Old broomstick, hack saw, drill bit, reflective tape, plastic water bottle, old paint pens, crimps, hooks and some 85lb mono...will post later today after I try them!


























If these don't work I've always got my diamond jigs


----------



## mdecatur87

would appreciate any advice on making some others
I'll be using them from 50 feet off the water from a rig haha

we lose a lot of tackle here, one reason why im doing them myself out of scrap stuff so i'm not just throwing my money away

when we catch fish we have this grappling hook on a caribener that we can usually snag the fish with to bring them up. if the baracoochies dont get them first...


----------



## mdecatur87

Did not get a chance to use them yet today, will try again tomorrow


----------



## mdecatur87

Went out this morning it was beautiful but didn't see any fish.
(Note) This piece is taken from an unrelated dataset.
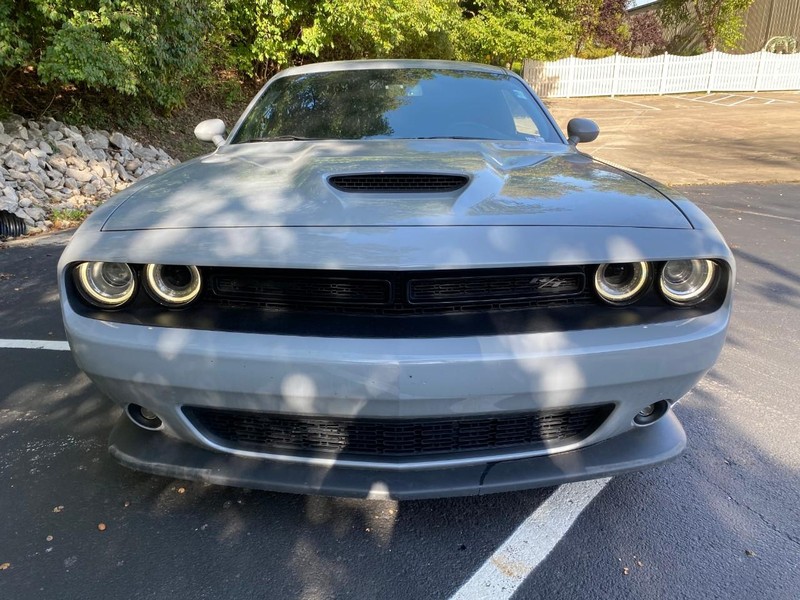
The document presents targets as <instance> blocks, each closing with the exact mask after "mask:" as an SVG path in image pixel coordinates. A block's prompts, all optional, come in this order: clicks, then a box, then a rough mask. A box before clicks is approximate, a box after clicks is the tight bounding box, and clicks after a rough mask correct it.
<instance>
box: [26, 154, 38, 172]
mask: <svg viewBox="0 0 800 600" xmlns="http://www.w3.org/2000/svg"><path fill="white" fill-rule="evenodd" d="M23 156H24V157H25V160H26V161H27V162H28V168H30V169H38V168H39V157H38V156H36V155H35V154H34V153H33V152H32V151H31V150H28V151H27V152H26V153H25V154H24V155H23Z"/></svg>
Only baracoochies, stinky ones... Didn't want them hitting my lure so when they'd get close to it I would jerk it away... 
Switched out for an 8 oz wasabi diamond jig that has ALwAYS worked in the past on every single cast but today it failed me, not even a nibble... The other guys that were fishing on the rig today didn't catch anything either...and neither did the boat that's been around us all night


----------



## Jungle_Jim

I hope they work for you.
Jim


----------



## FishBurd27

thats awesome bro! let us know when you catch something with one!!


----------



## toadfrog

*Thanks*

Thanks hope to be of some help and possible source of help to fledgeling tackle makers .


----------



## toadfrog

Believe it or not there are fish in the water that will like your lure . I have caught many a fish on lures that were made from whatever I could lay my hands on . Just don't take noth'in from the wife kitchen stuff . You will regret it . :work:


----------



## troutless

I would have to put in the water to see what action it has and try to tune it up.


----------



## Bannytyncity

We lose a lot of tackle here.

____________________________
Harley's harlequin sexy army costumes played in perfectly to the style.


----------



## cgerace19

I see this is an old post but wanted to share what we were doing off a rig recently.

We were using stainless pipe crimped on the ends with a treble hook. Wrapped reflective tape around it. We were slaughtering the tuna. Lose a lure, make another. Caught BFT, YFT, mahi, even had a marlin after it.


----------



## seacer

Just wondering what kind of fish is these poppers targetting?

searacer


----------